Ordinary standards do not apply to Tesla

On January 4th, 1943, Slovenian-American author Louis Adamic wrote the following heartfelt letter to ex-President of the United States, Herbert Hoover. The letter concerned the alarming treatment and general well-being of Adamic’s friend, Nikola Tesla; an immeasurably important inventor whose impact on the modern world is still difficult to appreciate and who, despite his numerous groundbreaking scientific achievements, was at the time of writing severely in debt and in worryingly ill-health.

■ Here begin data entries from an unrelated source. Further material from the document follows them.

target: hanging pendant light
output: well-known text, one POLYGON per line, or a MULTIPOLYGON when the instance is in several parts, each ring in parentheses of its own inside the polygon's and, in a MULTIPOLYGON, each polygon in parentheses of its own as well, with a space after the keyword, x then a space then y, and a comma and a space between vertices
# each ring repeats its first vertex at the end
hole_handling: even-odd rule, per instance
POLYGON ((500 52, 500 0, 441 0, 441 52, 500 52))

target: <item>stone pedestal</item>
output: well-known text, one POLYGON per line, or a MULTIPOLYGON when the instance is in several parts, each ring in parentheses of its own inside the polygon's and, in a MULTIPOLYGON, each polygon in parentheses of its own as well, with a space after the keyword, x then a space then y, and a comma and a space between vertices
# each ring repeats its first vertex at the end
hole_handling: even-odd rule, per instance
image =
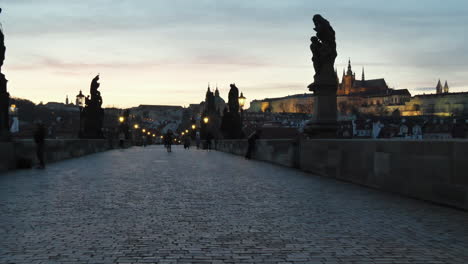
POLYGON ((337 84, 314 87, 315 103, 312 119, 304 133, 312 138, 336 138, 338 131, 336 90, 337 84))
POLYGON ((10 139, 9 106, 10 94, 7 92, 7 80, 5 75, 0 73, 0 141, 9 141, 10 139))

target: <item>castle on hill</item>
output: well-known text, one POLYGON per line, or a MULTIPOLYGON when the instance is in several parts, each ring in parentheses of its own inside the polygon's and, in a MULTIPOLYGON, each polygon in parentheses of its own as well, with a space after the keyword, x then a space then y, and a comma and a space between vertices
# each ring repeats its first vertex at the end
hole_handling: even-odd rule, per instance
MULTIPOLYGON (((361 78, 356 78, 351 60, 343 70, 337 89, 338 113, 341 118, 357 113, 369 115, 391 115, 398 112, 403 116, 468 115, 468 93, 450 93, 448 82, 441 81, 435 94, 411 96, 407 89, 389 88, 384 78, 366 79, 364 68, 361 78)), ((296 94, 280 98, 254 100, 250 112, 305 113, 313 114, 314 94, 296 94)))

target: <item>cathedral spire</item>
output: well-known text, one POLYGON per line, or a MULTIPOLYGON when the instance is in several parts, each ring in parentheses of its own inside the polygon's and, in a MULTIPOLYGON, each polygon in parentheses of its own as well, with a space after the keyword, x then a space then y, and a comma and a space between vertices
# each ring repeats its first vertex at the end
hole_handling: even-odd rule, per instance
POLYGON ((440 83, 440 79, 436 86, 436 93, 438 94, 442 93, 442 84, 440 83))
POLYGON ((351 68, 351 58, 348 60, 348 71, 346 72, 346 75, 353 75, 353 70, 351 68))
POLYGON ((215 96, 219 97, 218 83, 216 83, 215 96))

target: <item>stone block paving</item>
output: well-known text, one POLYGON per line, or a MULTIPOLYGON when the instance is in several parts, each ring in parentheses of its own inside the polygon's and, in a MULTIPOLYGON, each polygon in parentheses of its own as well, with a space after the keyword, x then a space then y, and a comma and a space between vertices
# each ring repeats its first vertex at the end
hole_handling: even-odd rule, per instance
POLYGON ((0 175, 0 263, 466 264, 468 213, 201 150, 0 175))

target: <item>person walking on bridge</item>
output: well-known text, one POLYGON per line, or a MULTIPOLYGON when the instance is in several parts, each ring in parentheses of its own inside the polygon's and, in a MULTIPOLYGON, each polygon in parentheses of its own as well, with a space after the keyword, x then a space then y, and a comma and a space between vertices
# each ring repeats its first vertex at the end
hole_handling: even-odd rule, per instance
POLYGON ((247 153, 245 154, 246 159, 252 158, 252 154, 255 151, 255 144, 257 143, 256 141, 260 138, 261 134, 262 131, 258 129, 250 134, 249 138, 247 139, 247 153))
POLYGON ((164 140, 166 141, 166 148, 167 152, 172 152, 172 140, 174 138, 174 134, 172 134, 172 130, 168 130, 166 135, 164 136, 164 140))
POLYGON ((44 152, 45 152, 45 135, 46 130, 42 121, 37 122, 36 131, 34 132, 34 142, 36 143, 36 156, 39 160, 38 169, 45 169, 44 152))

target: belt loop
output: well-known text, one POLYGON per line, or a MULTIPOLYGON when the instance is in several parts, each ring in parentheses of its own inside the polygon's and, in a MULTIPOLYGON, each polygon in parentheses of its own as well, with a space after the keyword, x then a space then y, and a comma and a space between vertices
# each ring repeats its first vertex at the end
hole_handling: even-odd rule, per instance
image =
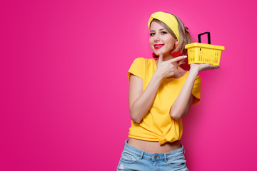
POLYGON ((167 161, 167 156, 166 156, 166 154, 163 154, 164 155, 164 161, 167 161))
POLYGON ((143 151, 141 152, 141 156, 140 156, 139 159, 142 160, 143 156, 143 151))

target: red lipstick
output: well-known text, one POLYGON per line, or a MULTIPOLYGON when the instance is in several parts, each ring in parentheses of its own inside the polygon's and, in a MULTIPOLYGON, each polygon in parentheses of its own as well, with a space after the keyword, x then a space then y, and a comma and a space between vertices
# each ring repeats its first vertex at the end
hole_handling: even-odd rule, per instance
POLYGON ((162 46, 163 46, 164 44, 154 44, 153 46, 154 46, 154 48, 155 49, 158 49, 160 48, 161 48, 162 46))

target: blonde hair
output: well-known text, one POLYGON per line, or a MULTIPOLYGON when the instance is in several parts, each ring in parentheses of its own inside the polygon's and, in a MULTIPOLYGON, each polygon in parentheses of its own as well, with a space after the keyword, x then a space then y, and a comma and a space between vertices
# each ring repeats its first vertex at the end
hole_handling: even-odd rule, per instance
MULTIPOLYGON (((185 46, 186 44, 189 44, 189 43, 192 43, 192 37, 190 35, 190 33, 188 31, 188 28, 185 26, 185 25, 182 22, 182 21, 178 16, 176 16, 172 14, 171 14, 173 15, 173 16, 175 16, 176 19, 178 21, 179 40, 180 40, 178 41, 178 46, 176 48, 174 48, 171 51, 171 53, 180 51, 181 51, 182 55, 186 55, 187 50, 185 49, 185 46)), ((153 21, 160 24, 161 26, 163 26, 165 28, 165 29, 166 29, 168 31, 168 32, 170 34, 171 34, 171 36, 173 38, 178 39, 177 37, 176 36, 175 33, 171 31, 171 28, 169 28, 165 23, 163 23, 161 21, 156 19, 153 19, 153 21, 151 22, 153 22, 153 21)), ((155 58, 158 58, 158 56, 156 56, 155 58)), ((181 61, 178 63, 178 66, 183 64, 183 63, 184 63, 184 60, 183 59, 182 61, 181 61)))

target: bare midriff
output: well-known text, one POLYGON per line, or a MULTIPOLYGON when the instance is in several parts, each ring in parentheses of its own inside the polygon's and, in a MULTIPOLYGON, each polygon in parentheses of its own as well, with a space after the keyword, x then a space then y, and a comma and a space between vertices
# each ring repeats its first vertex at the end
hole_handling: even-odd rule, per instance
POLYGON ((160 145, 156 141, 146 141, 131 138, 128 139, 128 144, 149 153, 166 153, 181 147, 178 140, 160 145))

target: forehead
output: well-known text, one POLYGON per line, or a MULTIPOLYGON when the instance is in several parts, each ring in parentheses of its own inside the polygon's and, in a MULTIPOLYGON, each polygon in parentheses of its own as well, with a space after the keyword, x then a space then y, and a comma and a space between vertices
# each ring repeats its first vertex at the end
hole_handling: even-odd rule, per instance
POLYGON ((153 21, 151 23, 150 25, 150 31, 155 31, 155 30, 159 30, 159 29, 165 29, 165 28, 161 26, 160 24, 156 22, 156 21, 153 21))

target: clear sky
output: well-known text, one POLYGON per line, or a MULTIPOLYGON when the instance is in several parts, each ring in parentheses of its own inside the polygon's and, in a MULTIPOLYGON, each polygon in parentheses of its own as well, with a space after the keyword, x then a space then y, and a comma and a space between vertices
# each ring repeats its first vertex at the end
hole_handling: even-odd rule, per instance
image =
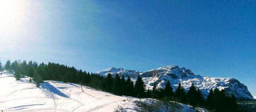
POLYGON ((256 1, 0 1, 0 60, 90 72, 177 65, 256 95, 256 1))

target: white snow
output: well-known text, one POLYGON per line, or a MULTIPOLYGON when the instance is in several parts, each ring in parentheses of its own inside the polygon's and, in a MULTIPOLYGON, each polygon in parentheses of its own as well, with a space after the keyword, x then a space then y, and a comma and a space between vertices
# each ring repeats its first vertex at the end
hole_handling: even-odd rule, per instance
POLYGON ((206 98, 211 89, 214 89, 217 87, 220 90, 224 89, 229 95, 234 94, 237 98, 253 99, 247 87, 234 78, 210 78, 195 75, 190 69, 185 68, 180 68, 176 65, 160 67, 142 73, 137 71, 133 71, 134 72, 128 72, 132 71, 112 67, 97 72, 97 73, 106 75, 110 73, 113 77, 114 77, 113 75, 115 75, 116 73, 121 75, 128 74, 134 82, 137 80, 137 75, 140 75, 145 82, 147 89, 152 89, 154 83, 157 84, 158 88, 164 88, 167 80, 169 80, 174 90, 177 88, 180 83, 186 91, 188 90, 192 83, 194 83, 197 88, 201 89, 203 95, 206 98), (140 73, 134 73, 138 72, 140 73))
MULTIPOLYGON (((12 74, 0 78, 0 110, 4 112, 113 112, 118 105, 126 112, 136 112, 138 98, 119 96, 79 85, 45 81, 39 88, 29 78, 15 80, 12 74)), ((147 101, 151 99, 141 99, 147 101)), ((180 104, 181 112, 195 111, 180 104)), ((198 110, 201 110, 197 109, 198 110)), ((201 111, 205 111, 203 109, 201 111)))
POLYGON ((116 69, 114 67, 111 67, 109 69, 98 72, 96 73, 103 76, 105 76, 108 73, 110 73, 113 77, 114 77, 117 73, 120 76, 124 75, 125 77, 127 77, 129 75, 131 78, 135 78, 140 74, 140 72, 137 70, 128 70, 123 68, 116 69))

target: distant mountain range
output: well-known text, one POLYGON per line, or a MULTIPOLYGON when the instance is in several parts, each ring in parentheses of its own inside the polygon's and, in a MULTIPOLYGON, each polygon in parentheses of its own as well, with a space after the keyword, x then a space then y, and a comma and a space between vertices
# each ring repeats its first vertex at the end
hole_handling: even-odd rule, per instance
POLYGON ((188 90, 191 84, 194 83, 196 87, 201 89, 206 98, 211 89, 217 87, 220 90, 224 89, 229 95, 234 94, 239 99, 254 99, 247 87, 236 79, 210 78, 195 75, 190 69, 184 67, 180 68, 176 65, 161 67, 144 72, 111 67, 96 73, 103 76, 110 73, 112 77, 114 77, 116 73, 120 76, 123 75, 125 78, 130 76, 134 82, 140 75, 145 82, 147 89, 152 89, 155 83, 157 88, 164 88, 167 81, 169 80, 174 90, 176 89, 180 83, 186 91, 188 90))

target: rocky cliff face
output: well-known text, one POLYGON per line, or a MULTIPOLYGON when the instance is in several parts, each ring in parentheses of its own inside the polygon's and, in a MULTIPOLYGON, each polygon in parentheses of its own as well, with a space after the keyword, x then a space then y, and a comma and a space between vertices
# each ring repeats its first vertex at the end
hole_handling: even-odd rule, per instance
POLYGON ((114 67, 111 67, 100 72, 98 72, 96 73, 102 76, 106 76, 108 74, 110 73, 113 77, 114 77, 116 74, 118 74, 121 77, 123 75, 125 78, 128 77, 128 76, 130 76, 131 78, 135 78, 138 75, 140 75, 140 72, 137 70, 128 70, 123 68, 117 69, 114 67))
POLYGON ((196 88, 201 89, 205 97, 208 95, 211 89, 217 87, 220 90, 225 89, 229 95, 234 94, 239 99, 254 99, 247 87, 236 79, 209 78, 195 75, 190 69, 184 67, 180 68, 177 66, 161 67, 141 73, 137 70, 115 68, 97 72, 103 75, 108 73, 113 77, 116 73, 120 75, 123 75, 126 77, 129 75, 134 81, 137 76, 140 75, 145 82, 147 89, 152 89, 154 83, 156 83, 159 88, 164 88, 167 81, 169 80, 174 90, 177 88, 179 83, 180 83, 187 91, 191 84, 194 83, 196 88))

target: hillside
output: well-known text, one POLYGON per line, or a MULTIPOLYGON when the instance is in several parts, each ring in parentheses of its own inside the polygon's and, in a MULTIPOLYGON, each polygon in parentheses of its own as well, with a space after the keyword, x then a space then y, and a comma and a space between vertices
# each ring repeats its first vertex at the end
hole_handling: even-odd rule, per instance
POLYGON ((228 95, 234 94, 238 99, 253 99, 247 87, 236 79, 210 78, 195 75, 190 69, 184 67, 180 68, 177 66, 161 67, 140 74, 138 74, 139 72, 136 70, 133 70, 133 71, 136 72, 132 74, 131 72, 128 73, 127 72, 129 70, 126 69, 113 68, 114 68, 112 67, 98 72, 97 73, 101 75, 106 75, 108 73, 110 73, 112 76, 116 73, 118 73, 120 75, 128 74, 132 76, 130 77, 133 78, 133 80, 136 80, 134 76, 140 75, 145 82, 146 88, 152 89, 154 83, 157 84, 158 88, 164 88, 167 80, 169 80, 175 90, 180 83, 187 91, 193 83, 197 88, 201 89, 205 97, 208 95, 208 93, 211 89, 214 89, 217 87, 220 90, 224 89, 228 95))
MULTIPOLYGON (((116 96, 84 86, 83 92, 79 85, 61 81, 45 81, 37 88, 28 78, 17 81, 6 73, 0 78, 0 110, 4 112, 113 112, 118 105, 126 112, 136 112, 137 101, 152 101, 116 96)), ((189 106, 177 104, 181 112, 195 112, 189 106)))

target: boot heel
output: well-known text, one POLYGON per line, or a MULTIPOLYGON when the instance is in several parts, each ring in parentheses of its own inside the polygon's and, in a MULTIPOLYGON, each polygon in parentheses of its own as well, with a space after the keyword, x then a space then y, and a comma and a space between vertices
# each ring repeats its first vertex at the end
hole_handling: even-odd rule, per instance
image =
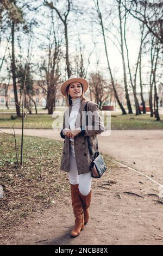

Hoover immediately forwarded the letter to the IEEE, but to no avail; just three days after it was written, Tesla passed away in the hotel room in which he had lived for the past ten years.

Transcript follows.

Transcript

LOUIS ADAMIC . MILFORD . NEW JERSEY

January 4, 1943

Dear Mr. Hoover:

Nikola Tesla, as you know, is a Serbian immigrant who came to America from Croatia some 60 years ago and became one of the world’s greatest inventors. He became also an American. In the early 1920s Lenin urged him to move to the Soviet Union, promising him every scientific facility, and personal security for life, but Tesla declined — he was an American and had got used to living in the United States, whose civilization he helped to create.

His contribution to the sum-total of American civilization is almost beyond calculation. Hundreds of billions of dollars of American wealth are ascribable to his inventions. They are at the very center of our current war effort. No man living has added more substantially to the potentialities of human life than Tesla.

Yet today, when he is past 90, he is worse than penniless. He is extremely frail, weighing less than 90 pounds. His health is poor, and he has grown somewhat bitter against the U.S.A. No doubt his current poverty is his own fault. However, I think that ordinary standards do not apply to Tesla. He was always the pure scientist, never interested in money, always impractical about material existence.

But the fact is that now he is up against it. He receives a small “pension” from the Yugoslav government-in-exile. I know that Tesla suffers greatly at having to accept this pension from the government of his native country, to which he had never contributed anything directly. He suffers especially because the money comes to him through the Yugoslav Ambassador in Washington, whom he dislikes personally. Tesla suffers, too, in fact to the point of bitterness, because he feels — with some justice — that everyone in America, including the beneficiaries of fortunes created by his inventions, has forgotten him. No one writes to him; no one comes to see him.

He lives in a meager room in the New Yorker Hotel, in New York. He owes about a year’s rent — the Yugoslav pension is not enough to keep him in scientific apparatus, etc., for he continues to work on his projects.

This letter is not an appeal for your personal financial help. Some way will be found of looking out for him — he will probably not outlive 1943. But he needs someone to take care of him personally without seeming to; someone who could also follow his current notes and experiments and preserve what may be of value in them. Perhaps one of the large electrical corporations which have benefitted so greatly through his inventions would be glad to pension him for the short balance of his life. And I am wondering if you know someone who might be approached.

A pension coming from such a source would relieve Tesla of the necessity of accepting more money from the Yugoslav government. It would do much to remove his bitter feeling of neglect. And it would be fitting, though small, recognition of the debt America owes this man who has done so much for his country.

If you would like more details, I can come to see you in New York at any time.